Papa Rudin abstract integration exercise $1$ There is the exercise:
Does there exist an infinite $\sigma$-algebra which has only countably many members?
Intuitively I think that the answer is no but I've really trouble to proof it.

This is one proof But I have few questions about it.
I don't understand this part in this proof: " If not, then every other measurable set of $X$ must intersect both $E$ and $E^c$ nontrivially."
I also don't understand why is $F_n$ a set of size $n$ measurable sets? for example $F_2$ has three members . by this logic $F_n$ should have $n+1$ members.
why do we need to make $n$ sufficiently large?
Any help would be appreciated.
 A: *

*Answer to your main question: "every other measurable set of $X$ must intersect both $E$ and $E^c$ nontrivially" must be understood as: "every nonempty $E'\in\mathfrak M$ distinct from $E$ and $E^c$ must satisfy $E'\cap E\ne \varnothing$ and $E'\cap E^c\ne\varnothing$" i.e. "[...] must satisfy $A\not\subset E^c$ and $A\not\subset E$".Since $\varnothing\ne E\ne X$, this is the exact negation of "$E$ or $E^c$ contains a nonempty measurable $E'$ properly contained in it", i.e. of "there exists a nonempty $E'\in\mathfrak M$ such that $E'\subsetneq E$ or $E'\subsetneq E^c$".

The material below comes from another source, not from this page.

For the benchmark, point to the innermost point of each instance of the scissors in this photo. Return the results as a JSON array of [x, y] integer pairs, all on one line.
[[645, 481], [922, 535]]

*I agree with you that $F_n$ is of size $n+1$ rather than $n$. It is just a blunder, I guess.

*But the rest of this solution seems to me nonsense hence I wouldn't trust the file where you found it: the "set $F$ of measurables sets $E$ such that $E$ appears in all $F_n$ for sufficiently large $n$" is unquestionably "well defined" but may be empty and anyway, the remaining sentences have neither head nor tail to me.

Now, may If $S$ is an infinite $\sigma$ algebra on $X$ then $S$ is not countable help?